Bisnis.com, JAKARTA — Pengguna teknologi kecerdasan buatan (AI) di dunia melesat tajam seiring dengan munculnya aplikasi baru berbasis AI.
Menurut laporan Business of Apps, dilansir dari DataIndonesia.id, jumlah pengguna aplikasi kecerdasan buatan global mencapai 691 juta pengguna pada semester I/2025. Jumlah ini melesat 40,16% dibandingkan dengan semester sebelumnya yang sebanyak 493 juta pengguna.
Jumlah pengguna aplikasi kecerdasan buatan pada semester I/2025 juga melonjak 128,05% dibanding periode yang sama tahun sebelumnya. Pada semester I/2024, jumlahnya tercatat sebanyak 303 juta pengguna.

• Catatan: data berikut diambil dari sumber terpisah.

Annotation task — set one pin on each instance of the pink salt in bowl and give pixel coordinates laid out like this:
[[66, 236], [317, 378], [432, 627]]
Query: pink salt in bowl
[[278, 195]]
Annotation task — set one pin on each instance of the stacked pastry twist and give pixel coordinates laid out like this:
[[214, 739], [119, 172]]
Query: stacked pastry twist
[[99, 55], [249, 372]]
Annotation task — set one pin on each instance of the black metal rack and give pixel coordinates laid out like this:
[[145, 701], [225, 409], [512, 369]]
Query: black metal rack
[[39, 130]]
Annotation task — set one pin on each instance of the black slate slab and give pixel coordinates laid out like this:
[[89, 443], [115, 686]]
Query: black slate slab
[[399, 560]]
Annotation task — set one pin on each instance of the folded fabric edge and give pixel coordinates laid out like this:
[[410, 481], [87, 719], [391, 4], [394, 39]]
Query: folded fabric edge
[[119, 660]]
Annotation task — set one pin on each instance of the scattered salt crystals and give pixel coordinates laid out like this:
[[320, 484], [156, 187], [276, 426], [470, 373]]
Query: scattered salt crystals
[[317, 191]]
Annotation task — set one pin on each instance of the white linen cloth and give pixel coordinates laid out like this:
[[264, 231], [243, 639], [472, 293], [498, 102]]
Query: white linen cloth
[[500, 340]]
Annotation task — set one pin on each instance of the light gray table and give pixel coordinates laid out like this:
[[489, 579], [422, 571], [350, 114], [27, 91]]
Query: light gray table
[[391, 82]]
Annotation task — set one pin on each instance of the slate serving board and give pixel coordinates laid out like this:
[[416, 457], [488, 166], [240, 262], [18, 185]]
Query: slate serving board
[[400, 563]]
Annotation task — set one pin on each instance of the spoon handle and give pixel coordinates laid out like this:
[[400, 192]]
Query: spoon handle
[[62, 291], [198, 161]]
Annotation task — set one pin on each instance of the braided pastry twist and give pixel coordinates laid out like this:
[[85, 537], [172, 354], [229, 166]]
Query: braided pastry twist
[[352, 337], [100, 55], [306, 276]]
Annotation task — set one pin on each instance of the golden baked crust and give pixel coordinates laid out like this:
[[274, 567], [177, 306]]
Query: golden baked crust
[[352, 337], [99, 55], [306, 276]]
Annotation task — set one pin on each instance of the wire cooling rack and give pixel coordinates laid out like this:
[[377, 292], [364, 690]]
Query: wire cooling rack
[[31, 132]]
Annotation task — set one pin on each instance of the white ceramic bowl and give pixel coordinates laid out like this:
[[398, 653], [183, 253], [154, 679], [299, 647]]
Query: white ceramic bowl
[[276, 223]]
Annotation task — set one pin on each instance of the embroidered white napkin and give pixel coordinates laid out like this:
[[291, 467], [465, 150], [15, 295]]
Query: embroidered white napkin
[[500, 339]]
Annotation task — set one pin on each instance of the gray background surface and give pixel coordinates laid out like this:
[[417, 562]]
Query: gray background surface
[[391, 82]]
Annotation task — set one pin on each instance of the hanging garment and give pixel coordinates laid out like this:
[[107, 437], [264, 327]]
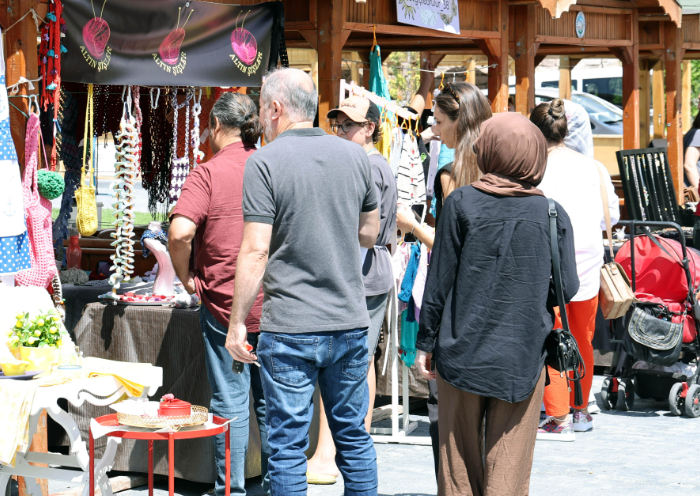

ChatGPT menjadi aplikasi AI yang paling banyak digunakan di dunia saat ini. Tercatat, jumlah pengguna aktif chatbot AI yang dikembangkan oleh OpenAI tersebut mencapai 400 juta per Maret 2025. Angka tersebut meningkat 33,33% dibandingkan Desember 2024 yang sebanyak 300 juta pengguna.
Lebih lanjut, pendapatan aplikasi kecerdasan buatan atau artificial intelligence/AI di dunia mencapai US$4,5 miliar pada 2024. Jumlah tersebut diproyeksi melonjak 204,44% menjadi US$13,7 miliar pada 2025.
Pendapatan aplikasi kecerdasan buatan secara global diperkirakan masih terus tumbuh hingga 2030 mendatang. Pada 2030, nilainya diramal mencapai US$156,9 miliar.
Melihat trennya, pertumbuhan pendapatan aplikasi kecerdasan buatan di dunia mencapai tiga digit sepanjang 2023 hingga 2026. Kemudian, pertumbuhan tersebut turun menjadi dua digit hingga tahun 2030.
Sebelumnya, Presiden Kolaborasi Riset dan Inovasi Industri Kecerdasan Artifisial (KORIKA) Hammam Riza, menegaskan target Indonesia menjadi lima besar ekonomi dunia pada 2045 tidak akan tercapai dengan pendekatan konvensional.
“Kita perlu menjadikan AI sebagai akselerator. AI dapat merevolusi semua sektor strategis dan membawa kita dari ekonomi berbasis efisiensi menuju ekonomi berbasis inovasi,” kata Hammam dalam World AI Show Indonesia 2025 di Jakarta pada Selasa (8/7/2025).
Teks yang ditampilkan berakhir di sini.